This abstract is from the cover of the book.
Mary Ellen Chase (1887—1973) is remembered for her many novels which celebrated the rugged beauty and strong people of her native state of Maine. Chase is also fondly and gratefully remembered by the scores of women she taught during her three-decade association with Smith College. Among her students were Sylvia Plath, Betty Friedman, Anne Morrow Lindbergh, all of whom have acknowledged the influence Chase had on their lives and careers, not only as a dynamic teacher of composition and literature, but also as a strong supporter of women's minds.
The latest voice to give tribute to her former teacher is Elienne Squire, who graduated from Smith in the class of 1948. Ms. Squire, of Boston, Massachusetts, has written A LANTERN IN THE WIND, the difinitive biography of Mary Ellen Chase. The book which took five years to write demonstrates the devotion a good teacher can inspire in a student. It also introduces to a whole new generation of readers a writer who had an important place in the literary history of Maine, in American letters, and in feminist thought.

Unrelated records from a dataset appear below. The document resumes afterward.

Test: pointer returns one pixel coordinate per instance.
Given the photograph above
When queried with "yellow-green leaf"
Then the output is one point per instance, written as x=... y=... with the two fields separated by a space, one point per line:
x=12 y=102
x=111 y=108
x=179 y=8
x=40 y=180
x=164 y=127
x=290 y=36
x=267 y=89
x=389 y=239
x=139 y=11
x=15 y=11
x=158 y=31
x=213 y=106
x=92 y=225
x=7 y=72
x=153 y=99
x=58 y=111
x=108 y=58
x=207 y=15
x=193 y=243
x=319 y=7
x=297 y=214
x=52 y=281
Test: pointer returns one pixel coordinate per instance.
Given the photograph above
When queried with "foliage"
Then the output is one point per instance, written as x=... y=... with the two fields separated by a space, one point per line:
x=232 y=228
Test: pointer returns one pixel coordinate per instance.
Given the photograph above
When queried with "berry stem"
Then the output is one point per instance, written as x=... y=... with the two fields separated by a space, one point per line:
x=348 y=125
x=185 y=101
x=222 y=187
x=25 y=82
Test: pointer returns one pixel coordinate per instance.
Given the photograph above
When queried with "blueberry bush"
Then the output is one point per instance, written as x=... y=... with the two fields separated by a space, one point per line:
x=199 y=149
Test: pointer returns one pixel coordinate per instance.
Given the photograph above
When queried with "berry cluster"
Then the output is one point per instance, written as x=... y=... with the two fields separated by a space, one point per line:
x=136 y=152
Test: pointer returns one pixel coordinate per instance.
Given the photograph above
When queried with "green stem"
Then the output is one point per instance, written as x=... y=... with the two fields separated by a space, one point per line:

Chase was born and raised in Blue Hill, Maine. Her mother had been a teacher in the local academy, and her father was a judge on the circuit court. After graduating from the University of Maine in 1909, she accepted a position at the Hillside Home School in Wisconsin. It was there that she discovered a love for the profession; her ambition was to become a professor of English at the college level.
Another turning point in Chase's life came in 1914 when she was sent to Bozeman, Montana to recover from tuberculosis. During her seclusion in the Rocky Mountains, she wrote her first three books, and her writing career was born.
After receiving her masters and doctorate from the University of Minnesota, Chase went to Smith College, where she became a full professor within two years. She soon became a rising literary star as well, best known for her novels set in rural, coastal Maine. She eventually wrote and published 35 books. She was also successful as a lecturer, speaking with authority on many topics from culinary arts to the Bible.
Chase's teaching reflected an acute awareness of the inseparable relationship between learning and life. She was one of the stellar figures in the history of SMith College and an inspiration to those whose lives she touched. Elienne Squire's biography of this remarkable woman, illustrated with photographs, tells the story of an academic and literary life lived fully. It also discusses the strong rewarding personal relationship Chase shared with her long-time companion Eleanor Duckett. It is significant that A LANTERN IN THE WIND, a thorough biography and appreciation, is written by one of Mary Ellen Chase's former students. Like her other students, Squire remembers Chase not only for what she taught but for what she was, a woman of vision who made students more deeply aware of what they possessed by opening the way to revelation.